Ceci avait pour but de dénigrer en public les fidèles de la religion juive de façon particulièrement humiliante, et à les exclure de la communauté des humains, en les présentant à l'opposé de leur culture :

  • Suivant la Torah, la consommation de la viande d’animaux impurs comme le porc est interdite, de même que le lait de truie (Lévitique: 11.7) ;
  • L’intimité entre une personne et un animal (zoophilie) est considérée dans la Bible comme une perversion particulièrement abominable et comme un délit religieux passible de la mort (Exode: 22.19).

Pour le spectateur, l’image suggérait que les Juifs en faisant ces choses repoussantes, n’étaient plus des êtres humains, mais d’une espèce voisine de celle du cochon.

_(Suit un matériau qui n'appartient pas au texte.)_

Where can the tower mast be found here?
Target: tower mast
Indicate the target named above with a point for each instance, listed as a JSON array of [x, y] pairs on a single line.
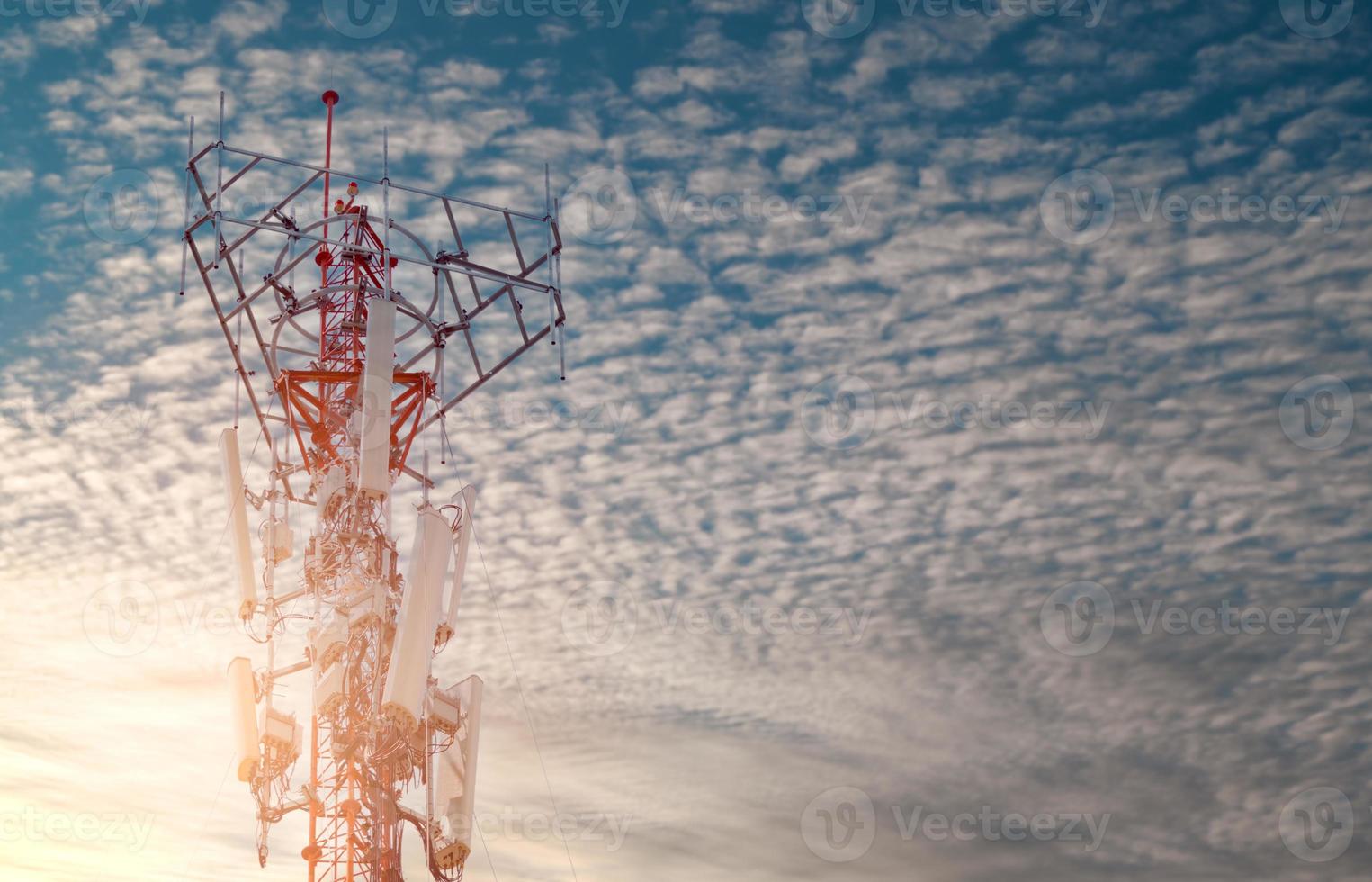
[[389, 748]]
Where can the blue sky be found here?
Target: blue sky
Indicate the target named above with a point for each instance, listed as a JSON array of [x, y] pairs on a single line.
[[1002, 358]]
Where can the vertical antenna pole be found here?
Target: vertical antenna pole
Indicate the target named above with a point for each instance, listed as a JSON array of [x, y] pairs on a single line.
[[557, 282], [185, 217], [331, 97], [219, 188], [238, 347], [548, 219], [386, 209]]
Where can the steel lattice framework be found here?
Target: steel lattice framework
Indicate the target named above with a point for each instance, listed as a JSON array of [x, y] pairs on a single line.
[[297, 328]]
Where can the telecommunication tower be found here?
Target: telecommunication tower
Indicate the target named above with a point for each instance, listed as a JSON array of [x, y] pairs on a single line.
[[340, 340]]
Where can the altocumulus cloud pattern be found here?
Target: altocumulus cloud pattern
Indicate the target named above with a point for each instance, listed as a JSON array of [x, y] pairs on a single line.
[[962, 471]]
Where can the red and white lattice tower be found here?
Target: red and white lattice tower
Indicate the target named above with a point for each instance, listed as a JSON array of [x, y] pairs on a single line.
[[344, 374]]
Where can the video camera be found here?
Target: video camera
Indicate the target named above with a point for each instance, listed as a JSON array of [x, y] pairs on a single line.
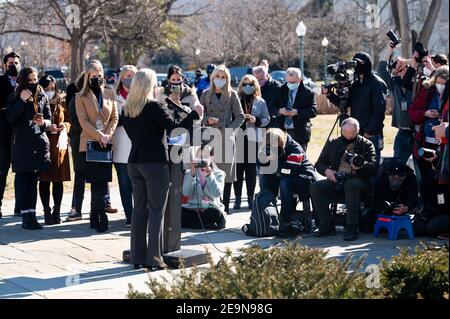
[[344, 76]]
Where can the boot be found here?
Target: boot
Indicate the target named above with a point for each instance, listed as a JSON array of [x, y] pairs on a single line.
[[103, 224], [94, 220], [237, 203], [48, 216], [38, 225], [56, 217]]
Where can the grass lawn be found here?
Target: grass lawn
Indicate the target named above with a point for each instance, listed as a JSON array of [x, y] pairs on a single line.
[[321, 128]]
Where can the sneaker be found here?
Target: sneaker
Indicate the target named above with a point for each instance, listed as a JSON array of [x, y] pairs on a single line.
[[111, 210], [73, 216]]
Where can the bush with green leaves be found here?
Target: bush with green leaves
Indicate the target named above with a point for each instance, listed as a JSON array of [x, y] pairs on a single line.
[[291, 271], [294, 271], [421, 274]]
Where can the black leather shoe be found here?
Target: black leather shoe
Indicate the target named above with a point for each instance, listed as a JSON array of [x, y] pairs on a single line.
[[325, 231], [28, 222], [351, 233]]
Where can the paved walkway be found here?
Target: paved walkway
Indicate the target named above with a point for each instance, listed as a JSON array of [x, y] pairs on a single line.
[[72, 261]]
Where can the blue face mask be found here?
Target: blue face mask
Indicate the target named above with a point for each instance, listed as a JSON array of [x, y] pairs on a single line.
[[293, 86]]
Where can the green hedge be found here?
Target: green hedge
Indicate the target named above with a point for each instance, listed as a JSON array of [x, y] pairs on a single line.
[[294, 271]]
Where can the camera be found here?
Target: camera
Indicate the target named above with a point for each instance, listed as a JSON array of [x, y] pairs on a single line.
[[201, 164], [344, 76], [394, 38], [341, 178], [354, 159], [426, 153], [421, 50]]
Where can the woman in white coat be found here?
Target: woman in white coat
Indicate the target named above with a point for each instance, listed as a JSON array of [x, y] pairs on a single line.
[[122, 143]]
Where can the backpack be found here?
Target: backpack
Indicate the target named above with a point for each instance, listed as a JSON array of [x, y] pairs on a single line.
[[264, 217]]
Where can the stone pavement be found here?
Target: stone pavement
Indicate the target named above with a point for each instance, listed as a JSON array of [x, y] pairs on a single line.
[[72, 261]]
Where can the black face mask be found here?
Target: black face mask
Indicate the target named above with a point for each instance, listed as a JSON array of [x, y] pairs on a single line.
[[347, 141], [32, 87], [360, 69], [95, 83], [13, 70]]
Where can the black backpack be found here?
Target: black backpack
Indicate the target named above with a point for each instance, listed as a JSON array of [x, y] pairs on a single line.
[[264, 218]]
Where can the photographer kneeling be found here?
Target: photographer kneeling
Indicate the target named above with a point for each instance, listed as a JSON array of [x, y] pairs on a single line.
[[348, 162], [294, 173], [203, 184]]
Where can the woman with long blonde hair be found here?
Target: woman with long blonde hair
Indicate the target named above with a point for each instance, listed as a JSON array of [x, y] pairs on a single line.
[[96, 110], [147, 123], [223, 110]]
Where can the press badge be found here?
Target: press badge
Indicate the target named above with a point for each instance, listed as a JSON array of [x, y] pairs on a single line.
[[441, 199], [404, 105]]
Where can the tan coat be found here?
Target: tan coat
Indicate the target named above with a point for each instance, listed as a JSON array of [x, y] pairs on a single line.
[[60, 162], [87, 112]]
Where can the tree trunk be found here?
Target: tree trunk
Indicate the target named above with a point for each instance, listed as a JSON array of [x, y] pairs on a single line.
[[430, 21]]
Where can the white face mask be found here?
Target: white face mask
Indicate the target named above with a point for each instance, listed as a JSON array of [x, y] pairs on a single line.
[[293, 86], [440, 88], [427, 72], [220, 83], [50, 95]]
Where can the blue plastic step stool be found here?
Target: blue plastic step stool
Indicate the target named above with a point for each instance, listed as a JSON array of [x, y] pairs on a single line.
[[393, 224]]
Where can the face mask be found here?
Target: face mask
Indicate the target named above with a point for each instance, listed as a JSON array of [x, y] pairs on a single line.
[[262, 83], [13, 70], [50, 95], [248, 90], [293, 86], [395, 183], [220, 83], [95, 83], [32, 87], [360, 69], [127, 82], [440, 88], [427, 72]]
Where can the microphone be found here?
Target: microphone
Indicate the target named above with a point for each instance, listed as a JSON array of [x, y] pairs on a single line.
[[176, 106]]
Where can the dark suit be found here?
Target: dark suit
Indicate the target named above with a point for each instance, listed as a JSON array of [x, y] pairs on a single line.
[[305, 103], [5, 133]]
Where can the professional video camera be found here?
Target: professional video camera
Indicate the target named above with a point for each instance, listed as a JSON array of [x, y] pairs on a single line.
[[344, 76]]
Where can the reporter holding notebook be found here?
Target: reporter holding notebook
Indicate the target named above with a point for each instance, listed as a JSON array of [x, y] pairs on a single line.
[[97, 113]]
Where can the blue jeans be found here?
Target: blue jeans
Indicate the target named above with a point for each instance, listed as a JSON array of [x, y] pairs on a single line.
[[288, 186], [125, 188], [403, 145]]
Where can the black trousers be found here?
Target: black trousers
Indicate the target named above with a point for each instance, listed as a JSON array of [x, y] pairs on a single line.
[[57, 192], [26, 191], [210, 218]]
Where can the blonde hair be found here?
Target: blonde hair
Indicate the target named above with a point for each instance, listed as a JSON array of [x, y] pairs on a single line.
[[442, 72], [122, 73], [93, 66], [142, 91], [254, 81], [279, 134], [226, 91]]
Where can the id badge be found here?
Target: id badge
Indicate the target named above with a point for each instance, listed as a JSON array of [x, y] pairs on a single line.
[[404, 106], [99, 125], [441, 199]]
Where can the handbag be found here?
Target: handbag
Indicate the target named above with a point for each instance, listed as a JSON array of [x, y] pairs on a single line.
[[96, 153]]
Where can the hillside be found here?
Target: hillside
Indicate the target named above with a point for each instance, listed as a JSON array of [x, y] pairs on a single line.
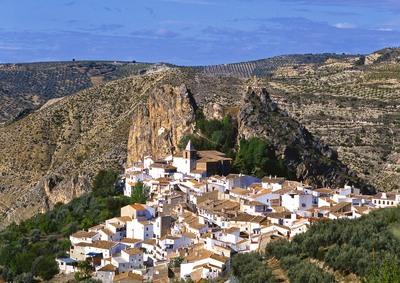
[[52, 154], [25, 87], [366, 248], [350, 102]]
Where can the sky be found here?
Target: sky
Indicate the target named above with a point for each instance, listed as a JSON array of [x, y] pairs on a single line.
[[192, 32]]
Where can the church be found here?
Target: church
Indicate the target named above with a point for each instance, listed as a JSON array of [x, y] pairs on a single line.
[[201, 162]]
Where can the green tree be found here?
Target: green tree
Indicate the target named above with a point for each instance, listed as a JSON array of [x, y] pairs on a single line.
[[140, 193], [45, 267], [388, 272], [84, 271]]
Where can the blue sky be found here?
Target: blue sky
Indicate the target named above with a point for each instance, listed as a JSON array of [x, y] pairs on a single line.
[[192, 32]]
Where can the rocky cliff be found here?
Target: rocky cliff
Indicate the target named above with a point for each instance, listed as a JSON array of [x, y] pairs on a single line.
[[160, 122], [312, 161], [52, 154]]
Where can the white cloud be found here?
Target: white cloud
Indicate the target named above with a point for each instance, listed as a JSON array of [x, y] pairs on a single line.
[[344, 25]]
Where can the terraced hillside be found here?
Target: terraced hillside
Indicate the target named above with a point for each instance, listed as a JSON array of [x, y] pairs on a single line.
[[25, 87], [350, 102], [266, 67]]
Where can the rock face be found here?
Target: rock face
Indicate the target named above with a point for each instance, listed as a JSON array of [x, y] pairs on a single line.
[[160, 122], [52, 154], [312, 161]]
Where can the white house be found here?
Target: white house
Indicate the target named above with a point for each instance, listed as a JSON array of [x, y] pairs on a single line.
[[386, 199], [137, 229], [84, 237], [66, 265], [273, 183], [128, 260], [297, 200]]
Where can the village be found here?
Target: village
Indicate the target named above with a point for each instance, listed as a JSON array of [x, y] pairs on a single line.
[[198, 215]]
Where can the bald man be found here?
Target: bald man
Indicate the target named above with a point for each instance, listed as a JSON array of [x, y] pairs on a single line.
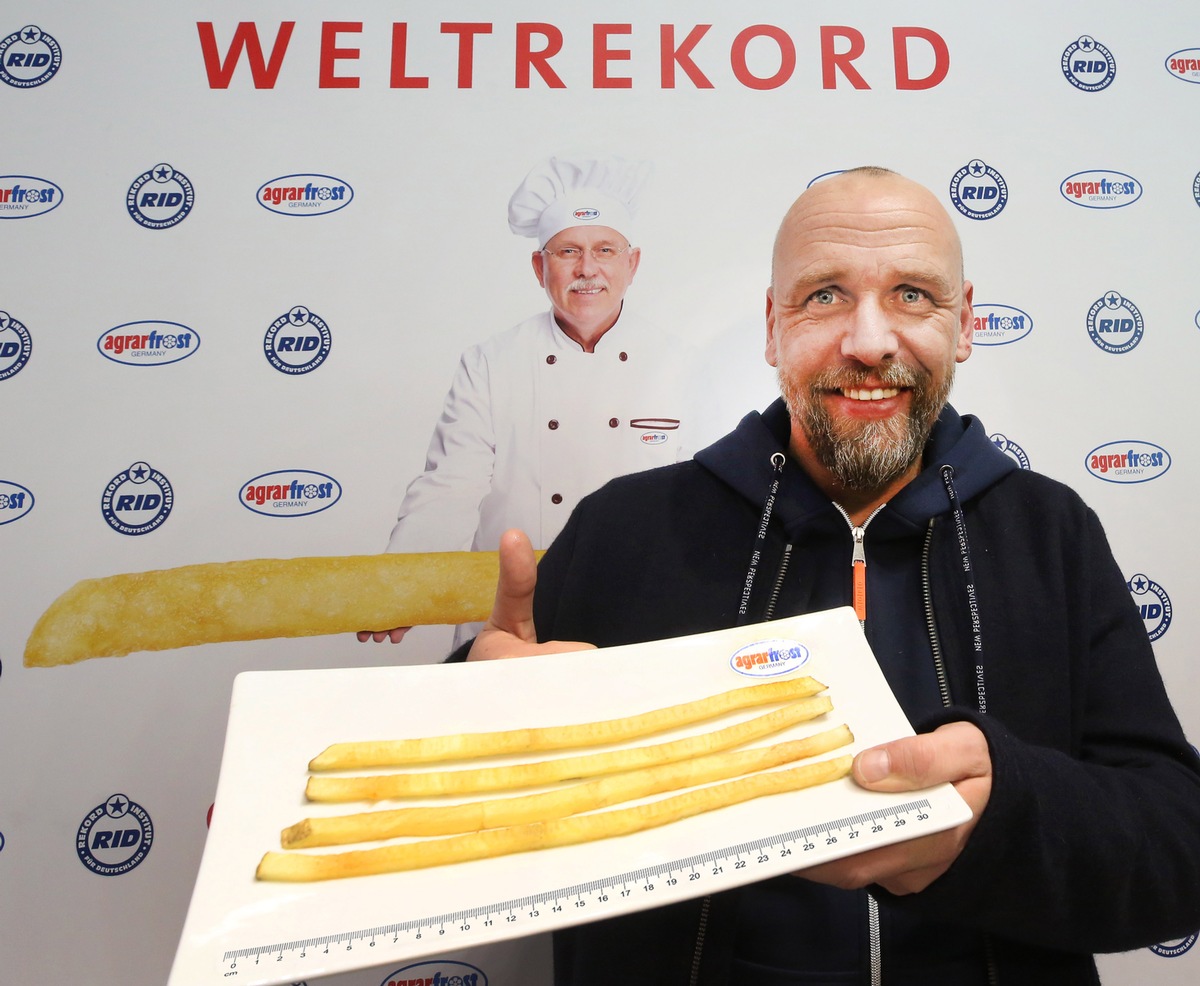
[[989, 596]]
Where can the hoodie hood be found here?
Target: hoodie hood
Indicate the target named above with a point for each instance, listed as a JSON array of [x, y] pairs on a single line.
[[742, 460]]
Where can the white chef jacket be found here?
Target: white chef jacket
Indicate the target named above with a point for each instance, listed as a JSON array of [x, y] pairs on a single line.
[[532, 424]]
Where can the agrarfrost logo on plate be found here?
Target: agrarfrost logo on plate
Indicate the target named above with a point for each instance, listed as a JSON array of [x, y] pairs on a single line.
[[1011, 449], [137, 500], [437, 973], [771, 657], [15, 501], [298, 342], [1000, 324], [148, 343], [289, 493], [22, 197], [1101, 190], [29, 58], [16, 346], [1185, 65], [160, 198], [1115, 324], [1089, 65], [1152, 602], [114, 837], [978, 191], [1128, 462], [305, 194]]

Cela leur déniait la dignité d’homme et cela provenait justement de leur religion : Dieu distingue l’homme des autres créatures qui peuvent lui servir, mais qui ne doivent pas être confondus (Genèse:1-2). En même temps, ce motif cimentait une distance sociale effective vis-à-vis de la minorité juive. C’est pourquoi, on peut considérer ce type de caricature comme précurseur de l’antisémitisme de race plus tardif.

Notre-Dame de la Miséricorde, Aarschot (Belgique), fin XVe-début XVIe s.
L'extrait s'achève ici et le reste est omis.